As per this law there is no problem in purchasing a higher value property using the sale proceeds of the
original property. In such a case there is no profit due to the sale of original property since full amount of sale
is utilized for purchase of a new property. This means no tax is payable immediately on this sale. However, this
tax is deferred. The sale money can fully be utilized for down payment to a new property which allows the person to
borrow further and purchase a better property.
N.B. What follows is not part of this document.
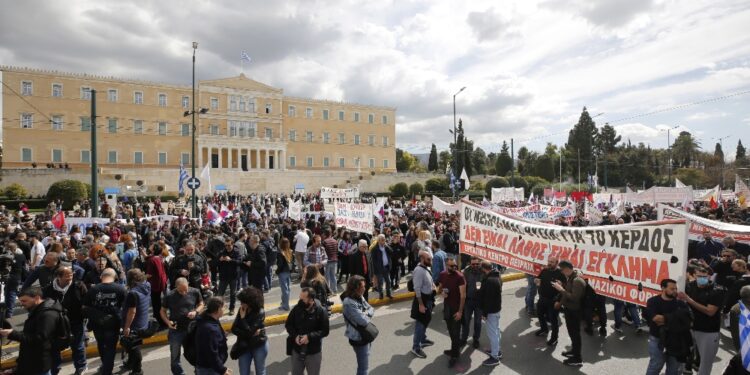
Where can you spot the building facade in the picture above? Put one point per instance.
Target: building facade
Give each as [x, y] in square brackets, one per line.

A sample calculation for a normal transaction and transaction based on IRS 1031 exchange law sale are given
below.
Normal sale
Sale value of the original property - $100000 Normal tax applicable on this sale - $35000 Net of tax amount on
hand for down payment - $65000 Down payment made (Nett amount on hand) – 25% Loan eligibility - $260000 Purchase
Property value – $325000
IRS 1031 exchange law sale
Sale value of the original property - $100000 IRS 1031 exchange law tax on this sale - $0 Net of tax amount on
hand for down payment - $100000 Down payment made (Nett amount on hand) – 25% Loan eligibility - $400000 Purchase
Property value – $500000
The above figures indicate that you could purchase a property worth $500000 using IRS 1031 like
kind exchange law sale against $325000 for a normal sale. This means that there is an increase in the property
value to the extent of $175000 and this would enable the person to purchase a higher value property.